У многих собравшихся – особенно женщин! – вырвался вздох облегчения. Принцессу Эвину любили в замке, и многие помнили ее доброту…
– Слава принцу Хильдегарду! – раздался чей-то голос над толпой, и десятки, сотни голосов тут же подхватили:
– Слава!
– Справедливость и милосердие!
– Слава!
Только сама принцесса не выказала никакой радости. Лицо ее залила смертельная бледность, глаза закатились, и она начала медленно оседать на землю, будто ноги не держали ее… Но, даже теряя сознание, она не выпустила ребенка из рук. Служанки подхватили ее и поспешно увели прочь.
Глава 14
На следующий день принцесса Эвина покинула замок – не через главные ворота, как подобает особе королевской крови, а тихо, таясь от всех, будто воровка.
Проститься с ней пришла только Гвендилена. Не то чтобы ей так уж сильно хотелось утешить соперницу перед изгнанием, но внутренний голос, которому она привыкла доверять, упорно твердил, что свою роль надо играть до конца. К тому же было и странное, почти абсурдное желание самой убедиться в том, что все это правда, все происходит на самом деле, и больше Эвина не войдет в свои покои как хозяйка, не будет распоряжаться и приказывать, не приласкает сыновей…
А главное – не разделит ложе с Хильдегардом.
Всю ночь накануне Гвендилена проворочалась в постели без сна, а утром, едва взошло солнце, проскользнула через сад к неприметной боковой калитке. Отъезд принцессы в замке старательно обходили молчанием, но ведь недаром госпоже алематир положено знать обо всем!
Принцессу уже ждала карета – простая и неказистая, без гербов и украшений. В такой впору разъезжать жене разбогатевшего лавочника… Но Эвина, казалось, не замечала этого. Дайва, ее единственная служанка, делившая с ней ее заточение в башне, бегала и суетилась вокруг, а принцесса, бледная, с отрешенным лицом, покачивала ребенка, равнодушно наблюдая, как слуги загружают в повозку сундук с теми немногими вещами, что ей позволено было взять с собой.

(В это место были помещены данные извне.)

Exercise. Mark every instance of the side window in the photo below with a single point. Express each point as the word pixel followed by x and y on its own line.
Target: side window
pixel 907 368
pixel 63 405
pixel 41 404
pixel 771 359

– Ваше высочество! Я пришла пожелать вам счастливого пути, – Гвендилена привычно присела в реверансе.
Увидев ее, принцесса словно очнулась от глубокого сна. Ее голубые глаза казались огромными на исхудавшем бледном лице, и под этим взглядом Гвендилена на миг почувствовала себя так, что впору было сквозь землю провалиться от стыда и горя или признаваться во всем и на коленях вымаливать прощение.
Осторожно передав ребенка на руки служанке, Эвина шагнула ей навстречу.
– А, это ты… Благодарю тебя, Гвендилена, – тихо вымолвила она, – ты одна… – тут ее голос прервался, и на миг показалось, что Эвина вот-вот заплачет, но она справилась с собой и закончила: – Ты одна осталась верной.
Гвендилена порывисто обняла ее. На глазах у нее появились слезы, и в этот миг они были совершенно искренними. Принцесса ведь и в самом деле была добра и участлива к ней – больше, чем кто-либо другой в ее жизни!
«Ну почему все так сложилось, – с тоской думала Гвендилена, – я вовсе не желала ей зла, просто боролась за свое счастье, за свою любовь, за будущее… И победила».
Словно вспомнив что-то очень важное, Эвина сдвинула брови и отстранилась от нее.
– Мои мальчики… Им даже не дали проститься со мной! Хотя, наверное, так даже лучше. Не нужно, чтобы они видели меня… такой. Береги их, умоляю!
Гвендилена торопливо закивала.
– Да, да, разумеется! Не волнуйтесь, ваше высочество, я все для них сделаю.
Ей уже хотелось, чтобы все кончилось поскорее. Недаром в родной деревне говорили когда-то: «Долго провожать – слезами дорогу полить, вздохами выстелить».